LA PAZ, Bolivia (AP) -- Watched by hundreds of soldiers and police, coca
leaf
farmers on Monday blocked a key road linking Bolivia's highlands with the
tropical lowlands to protest government plans to destroy illegal coca plantations.
The peasants' action follows violent nationwide protests last week that
led the
government to severely curtail constitutional guarantees. The restrictions
are still
in effect, although the protests ended.
Soldiers and police did not immediately move to clear the roadblocks, but
some
clashes broke between coca farmers and truck drivers trying to bring coffee,
lemons, oranges and other produce to La Paz.
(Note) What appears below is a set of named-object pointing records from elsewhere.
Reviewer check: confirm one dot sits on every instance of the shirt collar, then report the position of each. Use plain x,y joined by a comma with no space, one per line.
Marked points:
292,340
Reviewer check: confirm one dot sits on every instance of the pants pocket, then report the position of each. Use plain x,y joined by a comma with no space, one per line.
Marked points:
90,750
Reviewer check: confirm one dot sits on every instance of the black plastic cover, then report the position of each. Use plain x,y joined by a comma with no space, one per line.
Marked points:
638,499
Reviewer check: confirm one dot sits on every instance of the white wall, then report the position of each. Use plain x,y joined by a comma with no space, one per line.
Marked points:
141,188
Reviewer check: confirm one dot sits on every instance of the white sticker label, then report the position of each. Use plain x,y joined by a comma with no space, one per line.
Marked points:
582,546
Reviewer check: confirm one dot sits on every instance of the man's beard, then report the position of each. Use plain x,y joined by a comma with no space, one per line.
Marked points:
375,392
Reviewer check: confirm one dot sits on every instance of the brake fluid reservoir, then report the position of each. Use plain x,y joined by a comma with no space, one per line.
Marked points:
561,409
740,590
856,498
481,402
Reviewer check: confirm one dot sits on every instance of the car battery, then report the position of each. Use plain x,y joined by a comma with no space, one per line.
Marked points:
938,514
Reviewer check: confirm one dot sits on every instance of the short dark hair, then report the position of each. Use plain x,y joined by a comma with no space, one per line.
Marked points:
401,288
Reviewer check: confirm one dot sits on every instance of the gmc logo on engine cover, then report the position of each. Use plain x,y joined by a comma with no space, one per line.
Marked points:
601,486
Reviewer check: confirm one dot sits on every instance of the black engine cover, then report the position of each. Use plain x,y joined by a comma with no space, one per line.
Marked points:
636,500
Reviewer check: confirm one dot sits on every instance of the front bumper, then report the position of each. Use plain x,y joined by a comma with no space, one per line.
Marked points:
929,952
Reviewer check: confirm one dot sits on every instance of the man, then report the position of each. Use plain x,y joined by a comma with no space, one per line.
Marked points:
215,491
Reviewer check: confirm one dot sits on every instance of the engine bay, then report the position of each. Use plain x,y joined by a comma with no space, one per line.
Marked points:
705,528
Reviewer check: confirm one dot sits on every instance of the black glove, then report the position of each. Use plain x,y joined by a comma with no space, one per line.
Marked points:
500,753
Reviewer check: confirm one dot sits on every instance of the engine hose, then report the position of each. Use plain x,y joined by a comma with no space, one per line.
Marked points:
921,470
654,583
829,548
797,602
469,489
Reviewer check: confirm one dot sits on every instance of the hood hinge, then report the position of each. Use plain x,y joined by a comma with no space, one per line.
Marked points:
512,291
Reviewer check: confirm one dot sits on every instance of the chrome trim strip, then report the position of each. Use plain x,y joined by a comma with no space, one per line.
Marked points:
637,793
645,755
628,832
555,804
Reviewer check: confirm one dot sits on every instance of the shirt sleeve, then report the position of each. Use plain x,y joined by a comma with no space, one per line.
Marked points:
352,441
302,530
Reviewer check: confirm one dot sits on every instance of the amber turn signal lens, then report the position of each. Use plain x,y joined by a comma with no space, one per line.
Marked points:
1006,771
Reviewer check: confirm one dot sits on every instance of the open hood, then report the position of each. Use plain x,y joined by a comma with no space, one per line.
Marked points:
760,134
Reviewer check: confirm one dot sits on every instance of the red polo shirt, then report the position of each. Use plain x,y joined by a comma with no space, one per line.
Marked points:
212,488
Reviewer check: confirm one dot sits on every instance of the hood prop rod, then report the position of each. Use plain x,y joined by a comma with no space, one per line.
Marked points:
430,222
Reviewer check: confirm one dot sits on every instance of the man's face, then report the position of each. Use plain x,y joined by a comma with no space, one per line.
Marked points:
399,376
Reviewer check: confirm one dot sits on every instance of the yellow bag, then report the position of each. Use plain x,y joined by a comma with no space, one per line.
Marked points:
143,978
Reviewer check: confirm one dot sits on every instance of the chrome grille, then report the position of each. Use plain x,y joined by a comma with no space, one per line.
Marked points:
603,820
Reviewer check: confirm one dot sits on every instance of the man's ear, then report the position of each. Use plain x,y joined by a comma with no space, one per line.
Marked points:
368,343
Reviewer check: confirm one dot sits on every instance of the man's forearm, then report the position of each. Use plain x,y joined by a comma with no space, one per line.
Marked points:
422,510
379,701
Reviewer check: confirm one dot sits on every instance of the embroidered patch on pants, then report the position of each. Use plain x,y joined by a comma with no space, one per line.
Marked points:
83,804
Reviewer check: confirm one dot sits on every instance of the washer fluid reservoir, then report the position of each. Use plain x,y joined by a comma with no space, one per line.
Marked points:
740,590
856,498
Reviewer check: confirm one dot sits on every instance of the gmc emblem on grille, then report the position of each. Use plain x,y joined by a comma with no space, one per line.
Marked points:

The roadblocks were set at the Yungas, a lush tropical region 205 kilometers
(130 miles) east of La Paz. Large quantities of food rotted as result of
the
roadblocks set during last week's protests.
A leader of the Yungas coca leaf growers, Jose Montevilla, said the roadblocks
will continue until the government suspends plans to eradicate coca leaf
plants in
the area.
Bolivia's anti-narcotic law allows for the cultivation of 12,000 hectares
(30,000
acres) of coca plants to supply the traditional markets that include coca
tea and
chewing. Coca leaf fields beyond that area are considered illegal and subject
to
destruction.
The government estimates there are at least 2,000 hectares (5,000 acres)
of
illegal fields in the Yungas and plans to destroy them this year, as part
of its fight
against the cocaine industry.
President Hugo Banzer has vowed Bolivia will no longer produce illegal
coca and
cocaine within a year.
Interior Minister Walter Guiteras said cocaine traffickers were behind
the
protests in the Yungas, and said they were seeking "to create conditions
of
instability for the government and democracy."
The end in recent years of more than two-thirds of coca leaf production
in the
Chapare, an area east of Yungas that fed the cocaine industry, has deprived
thousands of peasants of their sole means of income.
The protests last week by peasants and workers were triggered by a water-rates
hike in Cochabamba, Bolivia's third largest city, and by an economic crisis
affecting South America's poorest country. The Cochabamba region was
particularly affected by the eradication of coca plantations.